Due to the COVID-19 pandemic many Kiwis have had to adapt to working from home over the last 20 months or so, but they won't accept being monitored by their employers while doing so, according to a new survey.
Global IT solutions company Unisys surveyed 1000 people in New Zealand to gauge attitudes on a wide range of security-related issues and found the majority weren't comfortable with monitoring technology, regardless of its purpose.
The findings signal a need for new approaches to performance management and open conversations about privacy, acceptable purpose, trust and permission, say Unisys experts.
The most acceptable kind of monitoring was the recording of logging in and out times, but that was still unacceptable to 59 percent of respondents.
The survey found nearly three quarters of Kiwis wouldn't be happy with mandating webcams being turned on for video conferences to ensure attendees were paying attention while 90 percent were unwilling to accept their microphone being monitored.
Self-employed small business owners are the most comfortable with monitoring, the company says.
"Privacy is a top concern and people are protective of their home space," says Leon Sayers, director of advisory at Unisys in Asia Pacific.
"Employers must gain trust and permission to introduce monitoring technologies into that space. A two-way discussion is critical to successful organisational change management. And just because the technology allows you to do something doesn't mean it is always appropriate."
That requires a rethink on how managers monitor both performance and productivity, according to Sayers.
"First you need to look at the type of role. What is more critical - the input (time spent on a task) or the output (the deliverable)," he says.
"Using technology to monitor how quickly call centre staff working from home answer a call and resolve a customer's problem is a key metric of the role. Whereas for other 'knowledge' jobs it would be more relevant to measure if they delivered something of the agreed quality by the required deadline."

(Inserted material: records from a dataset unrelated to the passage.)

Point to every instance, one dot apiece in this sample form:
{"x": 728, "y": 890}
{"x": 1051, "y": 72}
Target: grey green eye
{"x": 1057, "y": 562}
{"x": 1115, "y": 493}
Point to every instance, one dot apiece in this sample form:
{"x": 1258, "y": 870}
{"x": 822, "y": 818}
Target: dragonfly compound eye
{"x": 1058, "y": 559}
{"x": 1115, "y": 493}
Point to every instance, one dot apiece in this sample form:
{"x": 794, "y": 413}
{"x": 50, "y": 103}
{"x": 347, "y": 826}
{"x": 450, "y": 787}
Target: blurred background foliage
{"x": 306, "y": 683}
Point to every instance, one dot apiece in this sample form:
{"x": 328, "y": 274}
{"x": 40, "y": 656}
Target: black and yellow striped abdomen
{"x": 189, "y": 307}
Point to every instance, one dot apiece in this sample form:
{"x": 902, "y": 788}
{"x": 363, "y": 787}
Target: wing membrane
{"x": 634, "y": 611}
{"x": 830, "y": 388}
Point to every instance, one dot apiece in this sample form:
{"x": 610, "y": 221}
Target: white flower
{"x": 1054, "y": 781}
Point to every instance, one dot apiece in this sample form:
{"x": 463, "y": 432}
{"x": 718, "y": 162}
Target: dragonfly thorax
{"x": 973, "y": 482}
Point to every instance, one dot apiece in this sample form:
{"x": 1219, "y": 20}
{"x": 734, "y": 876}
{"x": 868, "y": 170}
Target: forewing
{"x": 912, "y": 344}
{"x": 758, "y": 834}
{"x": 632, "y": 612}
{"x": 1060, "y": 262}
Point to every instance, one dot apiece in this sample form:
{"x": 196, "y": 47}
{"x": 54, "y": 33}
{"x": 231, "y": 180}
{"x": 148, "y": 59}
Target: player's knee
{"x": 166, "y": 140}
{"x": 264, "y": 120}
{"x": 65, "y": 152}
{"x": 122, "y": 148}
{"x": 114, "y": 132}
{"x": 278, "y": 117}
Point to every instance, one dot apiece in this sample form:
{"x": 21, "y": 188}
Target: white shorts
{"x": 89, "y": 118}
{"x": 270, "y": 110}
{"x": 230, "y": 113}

While the attitudes to being monitored at home may be understandable, they can also be problematic as not monitoring is 'Big Brother' style surveillance.
The survey found 73 percent of Kiwis weren't happy with the response times of software applications being tracked so IT support teams could proactively fix issues.
"But adding new function and purpose to an existing tool requires a fresh conversation: We accepted webcams at home to aid collaboration - not security," says Sayers.
"Employers need to lead open discussions about the intended purpose and benefit of such measures if they are to be accepted in the home workplace.
"The willingness to use a technology is critical to the successful roll out of any digital transformation."
The survey also found the top three security concerns for Kiwis were identity theft, hacking and bankcard fraud, overtaking natural disasters - including pandemics - which topped the list last year.
"Consumers' concerns are driven by their personal experiences," says Andrew Whelan, vice president client management, Unisys in Asia Pacific.
"Last year's fears of the unknown around COVID-19 have been replaced by the data loss and privacy threats that many Kiwis have personally experienced over the last year.
"This will have factored into employee unwillingness to allow employers monitor them when working from home."